Metagenomics (PID 7)
Mentor: Vaishnavi, Dr.Aditi Maulik
Participants: Niskarsh Vikram Singh
Objective: Assembly based and / read based metagenomic data analysis to determine taxonomic and genome abundance using advanced metagenome tools.
Method:
Please follow the steps below for the metagenomic analysis.
1. Metagenomic read set will be provided.
2. Ensure that the raw sequencing reads are of high quality and remove low-quality sequences, adapters, and contaminants.
3. Identify the taxonomic composition of the microbial community in the metagenomic sample.
4. Assemble the metagenomic reads into contigs to study the microbial genome sequences.
5. Group assembled contigs into genome bins (if any) representing individual microbial genomes.
6. Predict genes from assembled contigs or bins and annotate them to understand their functional potential.
7. Gene Abundance Quantification: Quantify the abundance of predicted genes across metagenomic samples.

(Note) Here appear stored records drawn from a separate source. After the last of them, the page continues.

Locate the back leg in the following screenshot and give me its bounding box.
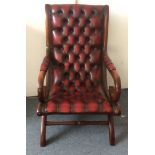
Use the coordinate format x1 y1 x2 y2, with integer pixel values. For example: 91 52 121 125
108 115 115 145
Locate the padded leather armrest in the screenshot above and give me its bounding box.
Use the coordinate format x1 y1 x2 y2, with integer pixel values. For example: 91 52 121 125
104 55 121 103
38 56 50 103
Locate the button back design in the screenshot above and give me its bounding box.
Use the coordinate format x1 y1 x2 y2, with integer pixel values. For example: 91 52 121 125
49 5 103 90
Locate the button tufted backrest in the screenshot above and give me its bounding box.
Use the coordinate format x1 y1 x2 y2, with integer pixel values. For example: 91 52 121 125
46 4 108 94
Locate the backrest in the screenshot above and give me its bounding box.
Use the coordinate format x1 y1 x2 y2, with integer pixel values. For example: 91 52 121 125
46 4 109 94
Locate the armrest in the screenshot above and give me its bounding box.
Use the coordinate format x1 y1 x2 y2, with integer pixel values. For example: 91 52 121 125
38 56 50 103
104 55 121 104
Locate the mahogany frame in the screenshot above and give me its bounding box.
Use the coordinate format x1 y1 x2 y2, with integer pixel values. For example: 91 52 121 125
37 5 121 146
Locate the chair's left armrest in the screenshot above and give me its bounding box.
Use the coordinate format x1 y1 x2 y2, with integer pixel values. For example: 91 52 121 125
104 55 121 114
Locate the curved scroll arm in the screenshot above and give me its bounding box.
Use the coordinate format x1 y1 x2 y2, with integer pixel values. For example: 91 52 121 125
104 55 121 114
38 56 50 103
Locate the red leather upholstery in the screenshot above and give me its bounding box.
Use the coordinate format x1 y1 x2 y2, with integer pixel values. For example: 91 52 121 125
46 88 112 113
40 5 112 113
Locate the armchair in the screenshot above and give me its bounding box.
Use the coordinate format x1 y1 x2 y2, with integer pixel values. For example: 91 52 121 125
37 4 121 146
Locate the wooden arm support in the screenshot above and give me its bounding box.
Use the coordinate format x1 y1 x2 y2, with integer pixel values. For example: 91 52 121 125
38 56 50 103
104 55 121 114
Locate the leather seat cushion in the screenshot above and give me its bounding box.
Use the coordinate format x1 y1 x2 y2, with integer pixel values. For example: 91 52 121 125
46 86 112 113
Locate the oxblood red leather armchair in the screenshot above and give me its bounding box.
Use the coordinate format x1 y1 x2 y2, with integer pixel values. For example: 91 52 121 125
37 4 121 146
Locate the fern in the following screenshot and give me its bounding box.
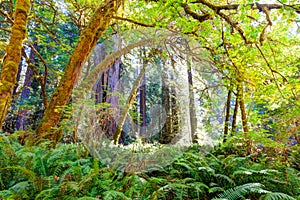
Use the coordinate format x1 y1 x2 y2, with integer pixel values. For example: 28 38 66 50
103 190 130 200
261 192 296 200
214 183 263 200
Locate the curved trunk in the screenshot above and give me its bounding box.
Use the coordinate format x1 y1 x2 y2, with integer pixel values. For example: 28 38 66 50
223 89 232 142
237 81 249 133
0 0 30 129
36 0 121 141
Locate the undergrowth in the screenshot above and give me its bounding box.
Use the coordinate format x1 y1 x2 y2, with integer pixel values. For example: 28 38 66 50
0 135 300 200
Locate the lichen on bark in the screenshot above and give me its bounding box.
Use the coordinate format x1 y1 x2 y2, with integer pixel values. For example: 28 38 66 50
0 0 30 130
36 0 122 140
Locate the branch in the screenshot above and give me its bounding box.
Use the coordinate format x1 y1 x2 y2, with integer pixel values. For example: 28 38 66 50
259 7 273 46
112 16 155 27
197 0 252 44
182 4 211 22
0 9 15 24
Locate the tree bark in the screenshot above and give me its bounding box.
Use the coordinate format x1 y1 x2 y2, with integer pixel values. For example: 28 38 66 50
187 60 197 142
223 89 232 142
16 43 37 130
114 66 145 144
139 48 147 135
36 0 121 141
231 94 239 133
0 0 30 130
237 81 249 133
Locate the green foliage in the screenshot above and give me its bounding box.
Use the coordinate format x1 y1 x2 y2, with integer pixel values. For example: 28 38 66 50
0 135 300 200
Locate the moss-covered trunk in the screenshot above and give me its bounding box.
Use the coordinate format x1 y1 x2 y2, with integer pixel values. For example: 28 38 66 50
36 0 121 140
0 0 30 129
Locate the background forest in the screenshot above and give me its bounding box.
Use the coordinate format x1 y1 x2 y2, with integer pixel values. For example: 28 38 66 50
0 0 300 200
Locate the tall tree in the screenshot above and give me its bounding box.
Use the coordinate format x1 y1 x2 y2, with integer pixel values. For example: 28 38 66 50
0 0 30 130
36 0 121 141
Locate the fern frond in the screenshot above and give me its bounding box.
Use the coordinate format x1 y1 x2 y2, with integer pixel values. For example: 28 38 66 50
103 190 130 200
261 192 296 200
214 183 263 200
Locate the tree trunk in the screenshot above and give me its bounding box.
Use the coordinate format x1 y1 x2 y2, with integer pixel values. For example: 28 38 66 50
160 62 172 144
0 0 30 130
187 60 197 142
36 0 121 141
114 66 145 144
223 89 232 142
231 96 239 133
139 48 147 135
16 43 37 130
237 81 249 133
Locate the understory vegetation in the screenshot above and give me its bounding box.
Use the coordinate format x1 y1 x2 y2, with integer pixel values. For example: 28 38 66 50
0 134 300 200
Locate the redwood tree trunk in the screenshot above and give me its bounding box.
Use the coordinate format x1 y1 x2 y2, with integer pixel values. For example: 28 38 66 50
231 94 239 132
237 81 249 133
36 0 121 141
16 43 37 130
223 89 232 142
0 0 30 130
187 60 197 142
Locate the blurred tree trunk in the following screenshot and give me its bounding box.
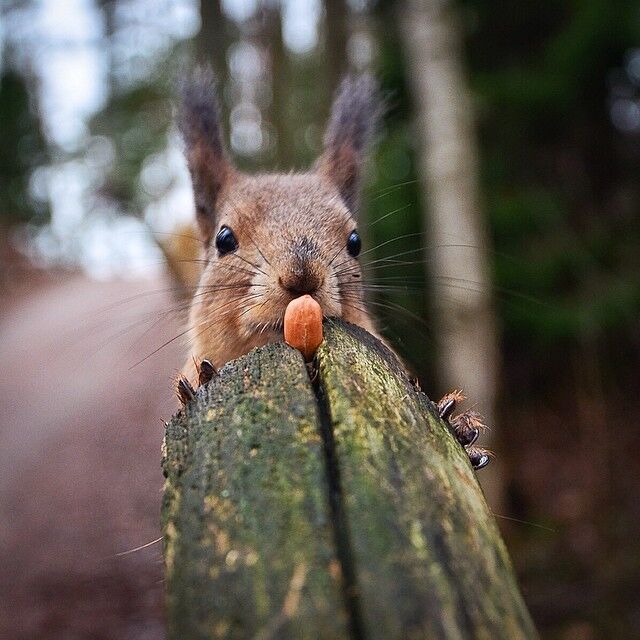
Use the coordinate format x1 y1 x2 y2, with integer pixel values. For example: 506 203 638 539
261 2 296 171
324 0 349 95
401 0 500 507
196 0 229 79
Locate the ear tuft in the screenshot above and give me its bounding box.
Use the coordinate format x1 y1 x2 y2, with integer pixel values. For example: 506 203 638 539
178 67 233 237
317 74 384 210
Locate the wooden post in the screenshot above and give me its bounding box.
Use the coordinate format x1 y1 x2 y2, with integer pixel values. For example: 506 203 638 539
163 321 537 640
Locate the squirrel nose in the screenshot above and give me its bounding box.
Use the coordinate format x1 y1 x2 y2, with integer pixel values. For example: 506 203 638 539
278 269 324 295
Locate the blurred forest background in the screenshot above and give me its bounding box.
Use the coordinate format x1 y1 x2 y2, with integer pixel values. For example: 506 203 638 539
0 0 640 640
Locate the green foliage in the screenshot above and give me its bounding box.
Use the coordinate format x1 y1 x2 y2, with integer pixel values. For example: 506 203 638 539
0 71 49 226
461 0 640 346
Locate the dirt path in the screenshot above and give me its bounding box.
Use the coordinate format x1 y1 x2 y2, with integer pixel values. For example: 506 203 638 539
0 277 184 640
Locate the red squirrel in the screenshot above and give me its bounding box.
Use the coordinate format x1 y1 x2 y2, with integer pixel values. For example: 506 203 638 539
178 69 489 468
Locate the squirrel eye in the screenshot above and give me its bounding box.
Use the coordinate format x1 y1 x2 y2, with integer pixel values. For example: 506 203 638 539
347 231 362 258
216 227 238 256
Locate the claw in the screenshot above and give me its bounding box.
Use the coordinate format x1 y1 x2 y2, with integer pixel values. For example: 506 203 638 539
176 376 196 405
450 411 486 447
198 360 218 386
436 389 466 420
467 447 491 471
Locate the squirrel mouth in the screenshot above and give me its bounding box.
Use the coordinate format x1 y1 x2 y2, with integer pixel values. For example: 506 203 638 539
251 318 284 334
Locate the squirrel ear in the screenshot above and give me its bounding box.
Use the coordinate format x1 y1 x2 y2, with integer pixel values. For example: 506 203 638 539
178 67 235 240
316 74 384 211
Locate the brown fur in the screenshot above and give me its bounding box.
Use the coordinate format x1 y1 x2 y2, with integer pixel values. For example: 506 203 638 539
181 72 380 367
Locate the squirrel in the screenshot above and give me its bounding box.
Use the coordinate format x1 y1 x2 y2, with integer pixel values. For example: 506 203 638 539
178 68 489 468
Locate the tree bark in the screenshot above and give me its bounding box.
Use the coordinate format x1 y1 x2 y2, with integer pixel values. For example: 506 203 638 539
401 0 501 508
163 321 537 640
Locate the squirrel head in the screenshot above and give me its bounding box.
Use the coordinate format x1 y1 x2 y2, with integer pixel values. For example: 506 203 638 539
179 69 382 359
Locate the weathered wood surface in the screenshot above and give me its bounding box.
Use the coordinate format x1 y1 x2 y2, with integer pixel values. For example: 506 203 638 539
163 322 537 640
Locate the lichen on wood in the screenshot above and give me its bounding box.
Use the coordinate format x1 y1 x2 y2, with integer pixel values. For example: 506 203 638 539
163 321 537 640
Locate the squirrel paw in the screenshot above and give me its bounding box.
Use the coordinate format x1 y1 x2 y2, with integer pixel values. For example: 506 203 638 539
436 390 492 471
176 376 196 405
196 360 218 387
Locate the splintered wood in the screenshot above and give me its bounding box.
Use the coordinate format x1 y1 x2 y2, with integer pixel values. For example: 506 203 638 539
284 295 322 362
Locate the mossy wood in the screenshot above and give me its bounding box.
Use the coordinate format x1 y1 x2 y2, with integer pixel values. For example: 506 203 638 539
163 321 537 640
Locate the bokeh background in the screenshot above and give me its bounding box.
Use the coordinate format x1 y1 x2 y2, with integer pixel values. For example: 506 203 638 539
0 0 640 640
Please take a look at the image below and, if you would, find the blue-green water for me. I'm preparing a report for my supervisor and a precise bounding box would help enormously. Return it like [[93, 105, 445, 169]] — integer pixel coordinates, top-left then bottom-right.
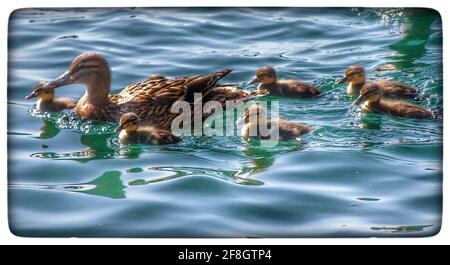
[[8, 8, 442, 237]]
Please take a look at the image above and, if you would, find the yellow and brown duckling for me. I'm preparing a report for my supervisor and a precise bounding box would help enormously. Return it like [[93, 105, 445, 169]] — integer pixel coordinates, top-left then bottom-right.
[[43, 52, 266, 129], [241, 104, 313, 141], [248, 66, 320, 98], [353, 83, 436, 119], [116, 112, 181, 145], [148, 74, 167, 80], [336, 65, 417, 98], [25, 82, 76, 112]]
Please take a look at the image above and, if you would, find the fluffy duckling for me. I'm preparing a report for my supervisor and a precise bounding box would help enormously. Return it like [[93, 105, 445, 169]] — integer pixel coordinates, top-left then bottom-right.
[[241, 104, 313, 141], [353, 83, 436, 119], [25, 82, 76, 112], [336, 65, 417, 98], [147, 74, 167, 80], [248, 66, 320, 98], [116, 112, 181, 144]]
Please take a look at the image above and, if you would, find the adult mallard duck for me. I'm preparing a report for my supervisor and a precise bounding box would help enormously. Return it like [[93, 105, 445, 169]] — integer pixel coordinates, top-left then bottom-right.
[[39, 52, 268, 129], [25, 82, 76, 112], [336, 65, 417, 98], [353, 83, 437, 119], [116, 112, 181, 145], [241, 104, 313, 141], [248, 66, 320, 98]]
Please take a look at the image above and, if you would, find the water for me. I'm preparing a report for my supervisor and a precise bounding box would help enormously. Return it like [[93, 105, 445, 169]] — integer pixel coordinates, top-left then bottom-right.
[[8, 8, 443, 237]]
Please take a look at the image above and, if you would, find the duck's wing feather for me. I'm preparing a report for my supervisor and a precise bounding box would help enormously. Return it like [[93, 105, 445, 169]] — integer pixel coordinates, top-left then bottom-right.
[[278, 80, 320, 98], [383, 101, 434, 119], [118, 69, 232, 105], [53, 98, 77, 110], [373, 80, 417, 97]]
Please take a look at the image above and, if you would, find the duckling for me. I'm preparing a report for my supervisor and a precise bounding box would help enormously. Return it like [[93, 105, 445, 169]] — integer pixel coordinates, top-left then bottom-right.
[[336, 65, 417, 98], [148, 74, 167, 80], [43, 52, 268, 130], [352, 83, 436, 119], [241, 104, 313, 141], [248, 66, 320, 98], [25, 82, 76, 112], [116, 112, 181, 145]]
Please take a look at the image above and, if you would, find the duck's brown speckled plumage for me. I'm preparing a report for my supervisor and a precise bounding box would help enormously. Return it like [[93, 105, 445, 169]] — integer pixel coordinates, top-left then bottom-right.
[[116, 112, 181, 145], [241, 104, 313, 141], [353, 83, 435, 119], [40, 53, 266, 129], [26, 82, 76, 112], [249, 66, 320, 98], [337, 65, 417, 99]]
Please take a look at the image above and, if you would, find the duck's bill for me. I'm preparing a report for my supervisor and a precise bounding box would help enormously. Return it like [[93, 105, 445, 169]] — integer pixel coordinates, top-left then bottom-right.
[[44, 71, 72, 88], [336, 76, 347, 85], [25, 91, 39, 99], [247, 77, 261, 85], [352, 96, 366, 106]]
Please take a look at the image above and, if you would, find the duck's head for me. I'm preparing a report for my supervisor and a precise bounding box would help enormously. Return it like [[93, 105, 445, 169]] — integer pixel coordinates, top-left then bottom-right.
[[44, 52, 111, 89], [248, 66, 277, 85], [116, 112, 139, 132], [244, 104, 267, 124], [352, 84, 382, 105], [25, 82, 55, 101], [336, 65, 366, 84]]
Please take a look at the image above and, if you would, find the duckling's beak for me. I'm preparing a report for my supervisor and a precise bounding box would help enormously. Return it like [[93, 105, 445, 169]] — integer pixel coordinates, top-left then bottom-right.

8. Functional Profiling: Determine the functional composition of the microbial community based on gene annotations.
9. Visualize the results of taxonomic and functional profiling for interpretation.
Expected outcome:
Taxonomic Profiles: Identification of microbial species in the community and their relative abundances.
Functional Profiles: Insights into the biological functions and metabolic pathways present in the community.
Gene Abundance: Quantification of genes or gene families and their functional roles.
Assembled Contigs and Bins: Draft genomes representing members of the microbial community.
Visualizations: Graphical representation of taxonomic and functional diversity.